BP#3621ĭḫtatama, vb. VIII, to conclude, finish, terminate, wind up: intr.

ḫatm, n., sealing: vn. I. – (pl. ʔaḫtām, ḫutūm) seal, signet, seal impring; stamp, stamp imprint: transferred meaning (from action to instrument used in it, or its object); also = ḫatmaẗ (see following item).
ḫatmaẗ, pl. ‑āt, n., recital of the entire Koran, esp. on festive occasions.

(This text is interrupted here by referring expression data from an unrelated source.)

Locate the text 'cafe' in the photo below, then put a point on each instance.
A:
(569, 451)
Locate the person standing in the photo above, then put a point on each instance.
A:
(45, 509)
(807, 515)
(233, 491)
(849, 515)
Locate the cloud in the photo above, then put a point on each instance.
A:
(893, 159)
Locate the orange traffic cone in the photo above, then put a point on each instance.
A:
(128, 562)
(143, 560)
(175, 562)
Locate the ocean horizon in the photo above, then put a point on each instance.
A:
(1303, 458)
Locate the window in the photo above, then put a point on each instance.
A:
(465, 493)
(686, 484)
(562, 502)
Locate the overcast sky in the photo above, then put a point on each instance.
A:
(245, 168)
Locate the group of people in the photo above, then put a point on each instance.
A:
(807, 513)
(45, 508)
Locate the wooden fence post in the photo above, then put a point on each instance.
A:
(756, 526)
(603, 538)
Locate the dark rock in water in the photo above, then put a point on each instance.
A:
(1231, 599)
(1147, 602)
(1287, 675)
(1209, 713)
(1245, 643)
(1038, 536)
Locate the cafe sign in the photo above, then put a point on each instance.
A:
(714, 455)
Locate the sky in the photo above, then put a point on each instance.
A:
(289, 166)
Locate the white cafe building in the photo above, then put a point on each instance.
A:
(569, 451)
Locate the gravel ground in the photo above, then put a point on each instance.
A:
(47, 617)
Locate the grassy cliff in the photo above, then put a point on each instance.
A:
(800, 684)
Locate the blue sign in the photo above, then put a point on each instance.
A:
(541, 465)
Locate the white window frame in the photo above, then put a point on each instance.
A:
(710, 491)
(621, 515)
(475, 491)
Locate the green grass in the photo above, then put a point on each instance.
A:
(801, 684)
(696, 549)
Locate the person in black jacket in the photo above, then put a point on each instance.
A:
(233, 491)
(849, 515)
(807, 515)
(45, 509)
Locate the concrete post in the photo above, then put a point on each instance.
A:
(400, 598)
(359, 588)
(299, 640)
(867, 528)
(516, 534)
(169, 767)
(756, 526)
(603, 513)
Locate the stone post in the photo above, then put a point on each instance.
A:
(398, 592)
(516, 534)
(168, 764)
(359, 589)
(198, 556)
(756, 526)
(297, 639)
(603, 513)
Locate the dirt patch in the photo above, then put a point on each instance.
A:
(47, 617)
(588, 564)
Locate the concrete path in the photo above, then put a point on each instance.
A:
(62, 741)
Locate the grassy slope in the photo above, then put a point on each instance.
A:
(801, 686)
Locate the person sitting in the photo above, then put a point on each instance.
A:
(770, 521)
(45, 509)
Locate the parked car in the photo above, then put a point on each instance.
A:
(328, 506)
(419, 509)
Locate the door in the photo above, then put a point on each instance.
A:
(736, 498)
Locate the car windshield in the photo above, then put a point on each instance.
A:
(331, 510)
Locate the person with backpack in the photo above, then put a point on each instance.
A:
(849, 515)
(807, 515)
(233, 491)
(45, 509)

ḫātām, pl. ḫawātīmᵘ, n., seal ring, signet ring; ring:…
BP#1971ḫitām, n., 1 sealing wax: transfer of meaning from quasi-vn. [v2] to the wax used in sealing; 2 end, close, conclusion, termination, closure, end: quasi-vn.
BP#4010ḫitāmī, adj., concluding, closing, final: nsb-adj., from ḫitām.
ĭḫtitām, n., end, close, conclusion, termination: vn. VIII.
ḫātimaẗ, pl. ḫawātimᵘ, ḫawātīmᵘ, n., 1 end, close, conclusion, termination: nominalized PA I f.; 2 epilogue (of a book): specialisation of [v1]; 3 ḫawātīmᵘ, pl., final stage.
muḫattam, adj., ringed, adorned with a ring or rings (hand): PP II.
muḫtatam, adj., end, close, conclusion, termination: n.loc.